Levinson, a former history teacher, spent four years researching and writing about this little-known chapter of history. Over nine days nearly 2,500 Birmingham children were jailed, and the action ultimately resulted in Birmingham’s rescinding some of its own segregation laws.
The book’s focus is on Birmingham in 1963, and the stories of four young black protagonists who recounted their experience to Levinson as adults, but she widens her lens to include the Kennedy administration’s response, increasing national media coverage and, briefly, the Civil Rights Act of 1964.
At nine, Audrey Hendricks was the youngest of nearly 4000 black children who marched, protested, and sang their way to jail, and she had the support of her church, teachers, and middle-class parents. Washington Booker lived in poverty in the projects; for him the police were the ultimate terror. Arnetta Streeter went to young activists training to prepare for what was a very uncertain and frightening experience.

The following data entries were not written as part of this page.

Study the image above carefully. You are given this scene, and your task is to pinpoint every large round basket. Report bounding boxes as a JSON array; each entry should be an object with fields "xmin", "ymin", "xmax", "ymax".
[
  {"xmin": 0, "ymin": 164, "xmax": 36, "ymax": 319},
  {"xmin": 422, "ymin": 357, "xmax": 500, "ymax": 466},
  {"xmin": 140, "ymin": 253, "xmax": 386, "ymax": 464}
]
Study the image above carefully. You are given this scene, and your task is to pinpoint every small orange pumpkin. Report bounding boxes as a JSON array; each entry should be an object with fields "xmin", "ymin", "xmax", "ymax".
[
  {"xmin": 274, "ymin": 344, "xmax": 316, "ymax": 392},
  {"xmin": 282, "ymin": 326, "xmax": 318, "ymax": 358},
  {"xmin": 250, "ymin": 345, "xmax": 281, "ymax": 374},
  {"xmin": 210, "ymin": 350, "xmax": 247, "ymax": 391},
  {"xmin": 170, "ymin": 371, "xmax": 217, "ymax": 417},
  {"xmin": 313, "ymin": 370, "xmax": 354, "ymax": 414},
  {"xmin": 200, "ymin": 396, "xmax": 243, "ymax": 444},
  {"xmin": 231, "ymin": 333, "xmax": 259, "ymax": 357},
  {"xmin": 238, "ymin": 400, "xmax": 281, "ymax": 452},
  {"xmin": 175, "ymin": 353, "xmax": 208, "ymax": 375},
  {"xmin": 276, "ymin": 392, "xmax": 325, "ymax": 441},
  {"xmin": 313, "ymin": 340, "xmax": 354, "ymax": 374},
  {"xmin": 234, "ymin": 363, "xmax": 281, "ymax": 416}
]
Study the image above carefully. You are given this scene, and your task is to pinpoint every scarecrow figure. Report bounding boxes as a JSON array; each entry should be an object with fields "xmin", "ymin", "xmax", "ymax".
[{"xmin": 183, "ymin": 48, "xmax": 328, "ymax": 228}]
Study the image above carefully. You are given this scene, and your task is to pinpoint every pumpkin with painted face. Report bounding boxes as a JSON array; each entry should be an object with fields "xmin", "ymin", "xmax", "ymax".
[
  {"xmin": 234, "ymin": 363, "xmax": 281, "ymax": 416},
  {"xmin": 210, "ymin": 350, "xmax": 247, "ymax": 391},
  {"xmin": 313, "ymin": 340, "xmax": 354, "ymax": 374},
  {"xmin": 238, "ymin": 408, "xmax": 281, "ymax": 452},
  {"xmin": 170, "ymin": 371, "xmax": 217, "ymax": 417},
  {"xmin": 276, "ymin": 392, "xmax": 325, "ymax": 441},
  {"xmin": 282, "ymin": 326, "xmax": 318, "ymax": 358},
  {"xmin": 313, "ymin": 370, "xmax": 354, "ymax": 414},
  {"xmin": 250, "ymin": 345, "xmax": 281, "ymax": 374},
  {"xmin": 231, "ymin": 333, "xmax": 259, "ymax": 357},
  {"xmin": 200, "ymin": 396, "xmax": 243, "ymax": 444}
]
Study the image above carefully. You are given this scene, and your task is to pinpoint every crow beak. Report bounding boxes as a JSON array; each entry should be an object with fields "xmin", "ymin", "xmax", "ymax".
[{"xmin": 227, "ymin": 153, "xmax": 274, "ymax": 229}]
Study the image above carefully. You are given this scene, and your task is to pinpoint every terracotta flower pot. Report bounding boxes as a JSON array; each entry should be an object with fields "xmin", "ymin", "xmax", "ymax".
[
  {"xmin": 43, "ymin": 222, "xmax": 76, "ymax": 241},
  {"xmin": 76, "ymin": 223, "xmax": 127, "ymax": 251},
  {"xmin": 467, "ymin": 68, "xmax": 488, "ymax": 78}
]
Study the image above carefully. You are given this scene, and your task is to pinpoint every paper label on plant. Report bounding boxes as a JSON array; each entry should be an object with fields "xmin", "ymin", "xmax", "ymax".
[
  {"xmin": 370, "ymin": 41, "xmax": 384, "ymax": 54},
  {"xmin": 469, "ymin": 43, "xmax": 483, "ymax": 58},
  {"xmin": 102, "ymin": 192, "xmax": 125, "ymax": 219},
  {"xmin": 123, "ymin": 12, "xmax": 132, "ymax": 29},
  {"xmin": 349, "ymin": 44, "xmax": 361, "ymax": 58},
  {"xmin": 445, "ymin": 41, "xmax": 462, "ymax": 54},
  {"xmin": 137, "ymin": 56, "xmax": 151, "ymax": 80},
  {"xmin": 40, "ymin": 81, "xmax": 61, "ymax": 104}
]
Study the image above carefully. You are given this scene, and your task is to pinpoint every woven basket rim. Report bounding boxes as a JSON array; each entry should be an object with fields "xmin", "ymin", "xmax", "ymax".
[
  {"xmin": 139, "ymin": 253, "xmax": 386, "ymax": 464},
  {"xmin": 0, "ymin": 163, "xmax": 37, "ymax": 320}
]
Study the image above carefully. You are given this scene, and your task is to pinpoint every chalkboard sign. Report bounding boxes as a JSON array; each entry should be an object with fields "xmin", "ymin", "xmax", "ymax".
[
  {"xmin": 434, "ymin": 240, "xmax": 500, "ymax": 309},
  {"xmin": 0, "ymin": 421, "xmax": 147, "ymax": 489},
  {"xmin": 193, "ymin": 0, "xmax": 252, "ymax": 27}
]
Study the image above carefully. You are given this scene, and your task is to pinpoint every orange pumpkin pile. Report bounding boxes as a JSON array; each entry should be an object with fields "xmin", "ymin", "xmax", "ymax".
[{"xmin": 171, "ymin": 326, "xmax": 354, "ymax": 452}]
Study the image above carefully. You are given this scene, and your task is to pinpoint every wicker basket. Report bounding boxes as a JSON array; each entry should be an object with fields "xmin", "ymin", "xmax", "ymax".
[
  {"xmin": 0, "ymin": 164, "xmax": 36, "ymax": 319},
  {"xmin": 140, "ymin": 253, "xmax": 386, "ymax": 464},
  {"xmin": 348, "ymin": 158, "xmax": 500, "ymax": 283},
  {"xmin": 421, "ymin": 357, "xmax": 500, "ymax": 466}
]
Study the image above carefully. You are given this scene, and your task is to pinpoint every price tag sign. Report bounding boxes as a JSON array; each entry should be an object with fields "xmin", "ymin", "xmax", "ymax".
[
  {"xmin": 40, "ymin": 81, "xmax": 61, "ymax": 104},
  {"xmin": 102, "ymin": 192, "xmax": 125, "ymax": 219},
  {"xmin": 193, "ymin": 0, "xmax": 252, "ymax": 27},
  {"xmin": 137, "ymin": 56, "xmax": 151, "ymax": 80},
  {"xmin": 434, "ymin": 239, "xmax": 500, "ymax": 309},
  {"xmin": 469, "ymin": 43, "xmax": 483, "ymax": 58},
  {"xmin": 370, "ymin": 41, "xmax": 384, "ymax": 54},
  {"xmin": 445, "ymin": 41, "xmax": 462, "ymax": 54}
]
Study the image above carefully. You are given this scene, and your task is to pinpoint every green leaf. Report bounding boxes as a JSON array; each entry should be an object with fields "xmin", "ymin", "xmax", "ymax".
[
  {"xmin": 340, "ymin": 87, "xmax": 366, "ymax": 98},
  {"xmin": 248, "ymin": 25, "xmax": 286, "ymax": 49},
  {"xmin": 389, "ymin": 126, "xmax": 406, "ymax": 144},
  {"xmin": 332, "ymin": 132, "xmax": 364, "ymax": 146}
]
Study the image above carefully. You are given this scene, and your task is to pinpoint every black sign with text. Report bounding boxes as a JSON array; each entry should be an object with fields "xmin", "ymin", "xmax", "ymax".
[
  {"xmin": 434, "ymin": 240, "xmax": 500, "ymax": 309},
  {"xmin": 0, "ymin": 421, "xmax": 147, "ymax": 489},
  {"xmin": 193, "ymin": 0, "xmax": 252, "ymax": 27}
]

James Stewart was a 16-year-old middle-class Birmingham doctor’s son in 1963. He chose not to participate in sit-ins, but  he thought marching was right.  Now retired, Stewart lives in Roswell, Georgia with his wife Judy, and has spent the last two months occasionally touring with Levinson explaining what he did and why he did it.
As the campaign of protests escalated in Birmingham in the spring of 1963, Stewart recalled, “African-Americans were told they should be at work every day, no excuses. If they did not show up for work, they would be fired. So the adults were eliminated from openly marching. But the children had been going to the meetings. We were getting excited about it.”
On the morning of May 2, 1963, as a pre-arranged code that the march was on, the disc jockey at the local black radio station announced, “Kids, there’s gonna be a party at the park. Bring your toothbrushes because lunch will be served.”
They heard Martin Luther King Jr. speak, as well as the Rev. Fred Shuttlesworth, founder of the Alabama Christian Movement for Human Rights, and the Rev. James Bevel, less well known than others, but with whom Stewart connected the most.
“We had experienced the same things the adults had experienced,” Stewart said, “and we were tired of it. We said we are available, we want to do this. We want to march.”
So on May 2, 1963, he skipped school and joined about 1,000 other black students to march in downtown Birmingham. Police met them, herded them into paddy wagons and hauled them off to jail. The next day hundreds more marched, and this time the police met them with snarling dogs and high-pressure fire hoses. But the kids kept coming.
“It was terrifying. It really was,” said Stewart. “In moments like that, you do what has to be done. You press forward and you may be a little fearful, but there’s also that adrenaline that says you’re here and you’re going to do this. We have nowhere to go but forward. We need to press forward.”
Stewart spent four days in jail with about 400 men and boys sharing five toilets. It was so packed that they had to take turns sleeping and standing. He survived mainly on Three Musketeers candy bars.
King was initially opposed to using children in a political protest, Levinson recalled. “He was frightened, and understandably. But he came to support it, very quickly.”
On May 3, the second day of what became known as the Children’s Crusade, King reassured parents at a local Baptist church: “Don’t worry about your children; they are going to be all right. Don’t hold them back if they want to go to jail, for they are not only doing a job for themselves, but for all of America and for all of mankind.”